Laura’s Journal: Black Canyon of the Gunnison National Park

Monday, May 10, 2021
BLACK CANYON OF THE GUNNISON NATIONAL PARK

Hello, Colorado! How much more like home you feel. I’ve missed my granites and pine trees. I do love to explore, but I will always be a mountain girl at heart.

What a beautiful, baffling canyon! At its deepest only half as deep as the Grand Canyon, the Black Canyon is striking less for its proportions than for its uniformity of dark rock and for the way the walls of the canyon not only rise from the river, but also from the landscape to the south. A fascinating combination of volcanic activity and erosion resulted in a landscape where, approaching from the south, you gain a solid thousand feet of elevation in order to reach the rim of a canyon with a 2,000-foot drop to the river. It’s really cool. Warner Point is a great place to observe this geologic wackiness. With each new corner you come around, you get an alternating view of the drop into the canyon on one side, or the drop into a fertile green valley on the other.

Again, after a fairly big-mile day in Arches, we found ourselves lagging a bit. There had been some discussion of hiking to the bottom – an activity that in this canyon is more climb/scramble than hike; one route descends 2,000 feet in one unmarked mile – but an intermittent drizzle and lack of permits available on the easiest of the routes (1,800 feet down in 1.5 miles) convinced us to save that adventure for the next trip. Instead we took the Oak Flat Loop Trail down 400 feet for a little taste. It was just right for my energy levels.

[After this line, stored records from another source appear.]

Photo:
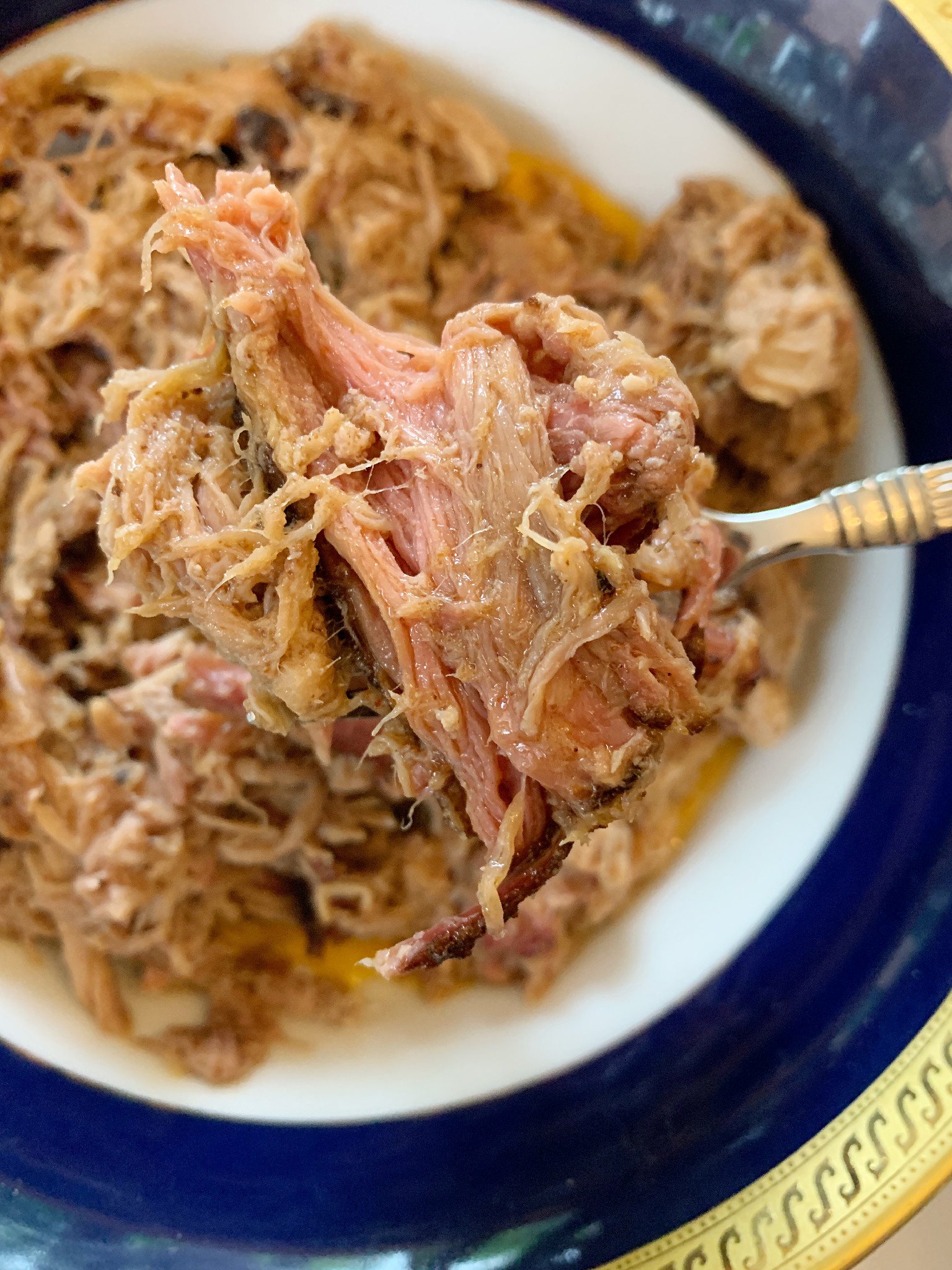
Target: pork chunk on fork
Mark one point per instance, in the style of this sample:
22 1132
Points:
495 543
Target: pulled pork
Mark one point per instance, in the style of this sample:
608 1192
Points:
474 499
149 832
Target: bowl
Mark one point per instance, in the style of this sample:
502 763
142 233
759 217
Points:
754 1066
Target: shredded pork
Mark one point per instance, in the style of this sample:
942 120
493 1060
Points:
151 832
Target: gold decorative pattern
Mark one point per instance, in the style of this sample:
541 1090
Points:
867 1173
847 1189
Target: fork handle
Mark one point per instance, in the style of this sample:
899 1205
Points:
902 507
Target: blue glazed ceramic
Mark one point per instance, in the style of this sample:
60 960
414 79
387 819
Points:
610 1155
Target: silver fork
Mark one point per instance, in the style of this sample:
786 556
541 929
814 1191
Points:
903 507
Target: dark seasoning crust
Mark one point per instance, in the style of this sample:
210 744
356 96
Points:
149 831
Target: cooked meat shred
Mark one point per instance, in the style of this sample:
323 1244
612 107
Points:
152 833
518 643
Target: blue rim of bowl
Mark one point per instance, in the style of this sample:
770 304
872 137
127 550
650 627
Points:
635 1143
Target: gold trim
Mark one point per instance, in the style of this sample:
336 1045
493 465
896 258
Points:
933 20
865 1175
850 1188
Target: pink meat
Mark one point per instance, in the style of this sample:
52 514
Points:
471 489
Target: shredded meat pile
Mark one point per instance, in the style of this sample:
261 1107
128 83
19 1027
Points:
149 830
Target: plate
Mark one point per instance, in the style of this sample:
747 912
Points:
771 978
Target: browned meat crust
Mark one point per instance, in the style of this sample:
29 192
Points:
249 854
514 634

To my great disappointment, the East Portal road that lets one drive to the bottom of the canyon down a crazy road doesn’t open until next week. Yet another thing to put down for next time. I’d also love to watch people climbing on these mad-sheer walls.

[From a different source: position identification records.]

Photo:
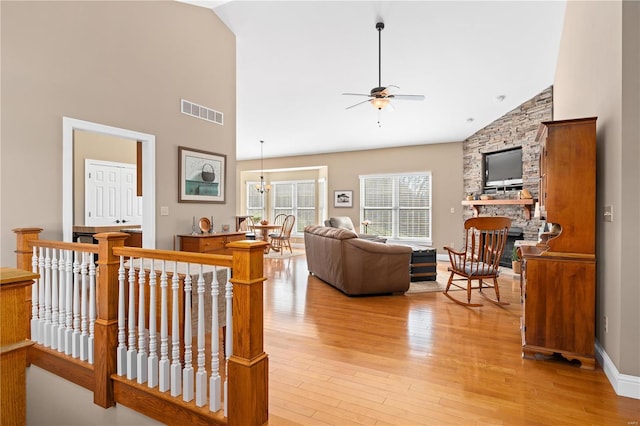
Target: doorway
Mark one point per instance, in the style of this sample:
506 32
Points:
110 194
69 125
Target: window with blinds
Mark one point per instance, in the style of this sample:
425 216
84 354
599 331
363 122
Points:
297 198
397 206
255 201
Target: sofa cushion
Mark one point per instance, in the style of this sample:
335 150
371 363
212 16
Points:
335 233
343 222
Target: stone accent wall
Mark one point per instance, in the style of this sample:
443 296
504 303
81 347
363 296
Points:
516 128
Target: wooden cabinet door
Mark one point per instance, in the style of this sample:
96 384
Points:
560 306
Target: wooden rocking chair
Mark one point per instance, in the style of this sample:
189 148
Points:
485 239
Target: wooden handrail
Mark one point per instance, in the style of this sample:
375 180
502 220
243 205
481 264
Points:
248 364
13 345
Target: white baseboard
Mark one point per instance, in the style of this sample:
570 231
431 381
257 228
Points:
623 384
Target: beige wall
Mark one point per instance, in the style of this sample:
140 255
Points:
444 161
121 64
597 75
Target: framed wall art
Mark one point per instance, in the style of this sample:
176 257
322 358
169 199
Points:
201 176
343 198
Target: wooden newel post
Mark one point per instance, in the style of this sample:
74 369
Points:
106 325
24 253
249 364
13 345
24 259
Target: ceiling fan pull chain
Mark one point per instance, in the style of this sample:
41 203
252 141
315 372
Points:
380 27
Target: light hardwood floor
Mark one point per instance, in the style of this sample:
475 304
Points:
416 359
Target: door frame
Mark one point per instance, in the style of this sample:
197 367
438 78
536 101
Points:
148 175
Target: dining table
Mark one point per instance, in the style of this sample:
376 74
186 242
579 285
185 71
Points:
264 233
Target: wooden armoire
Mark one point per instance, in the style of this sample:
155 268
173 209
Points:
559 273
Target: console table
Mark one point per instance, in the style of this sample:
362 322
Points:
209 243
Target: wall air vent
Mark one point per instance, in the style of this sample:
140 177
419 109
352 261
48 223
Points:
201 112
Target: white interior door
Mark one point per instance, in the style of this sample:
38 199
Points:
110 194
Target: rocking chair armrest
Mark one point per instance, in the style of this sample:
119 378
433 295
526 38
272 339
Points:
454 252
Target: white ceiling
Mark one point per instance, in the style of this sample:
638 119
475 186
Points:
296 58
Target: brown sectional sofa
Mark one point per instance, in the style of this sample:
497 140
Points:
354 265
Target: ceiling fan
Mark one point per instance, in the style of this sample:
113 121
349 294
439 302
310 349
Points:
380 96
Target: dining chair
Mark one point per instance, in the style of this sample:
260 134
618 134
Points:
283 238
247 225
479 260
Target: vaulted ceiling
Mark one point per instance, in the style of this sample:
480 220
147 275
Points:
473 61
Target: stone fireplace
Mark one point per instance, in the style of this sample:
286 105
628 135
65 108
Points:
516 128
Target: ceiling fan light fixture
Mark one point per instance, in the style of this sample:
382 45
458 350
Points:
379 103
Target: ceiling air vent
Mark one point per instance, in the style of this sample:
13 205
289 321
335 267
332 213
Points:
201 112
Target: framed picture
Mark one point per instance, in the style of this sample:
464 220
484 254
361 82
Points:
202 176
343 198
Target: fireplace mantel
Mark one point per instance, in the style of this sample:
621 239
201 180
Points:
525 203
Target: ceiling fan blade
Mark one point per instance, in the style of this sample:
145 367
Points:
359 103
409 97
356 94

We spotted a few patches of snow still on the ground on the Oak Flats trail. We’ve really gone through nearly every imaginable kind of weather on this trip. New snow is supposedly falling over Great Sand Dunes NP tonight. We’ve decided to give that an extra day to dry out while we have a bit of a rest and get some laundry done in Salida tomorrow.

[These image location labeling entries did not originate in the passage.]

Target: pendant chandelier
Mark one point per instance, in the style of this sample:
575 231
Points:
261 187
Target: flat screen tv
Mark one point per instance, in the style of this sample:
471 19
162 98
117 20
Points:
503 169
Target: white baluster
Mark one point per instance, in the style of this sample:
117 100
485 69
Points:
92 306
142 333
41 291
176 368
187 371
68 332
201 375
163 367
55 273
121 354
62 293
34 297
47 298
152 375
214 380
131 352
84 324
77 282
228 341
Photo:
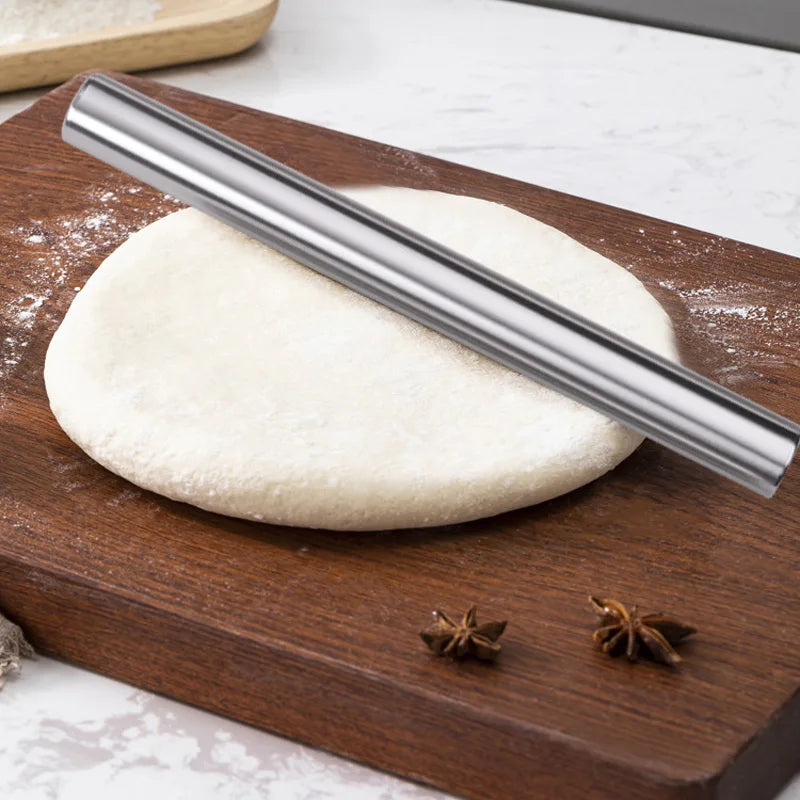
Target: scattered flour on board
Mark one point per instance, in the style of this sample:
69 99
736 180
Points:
30 20
751 333
52 256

[Diagram Caption] I love this diagram for the dinosaurs. When we were in the Grand Canyon, I joked that I’d spotted the K/T Boundary (a layer of ash marking the end of the dinosaurs) but I was hilariously wrong. The Grand Canyon is literal eons older than the dinosaurs. So, technically, is the Black Canyon, but at least here there are some dino layers in the hills nearby.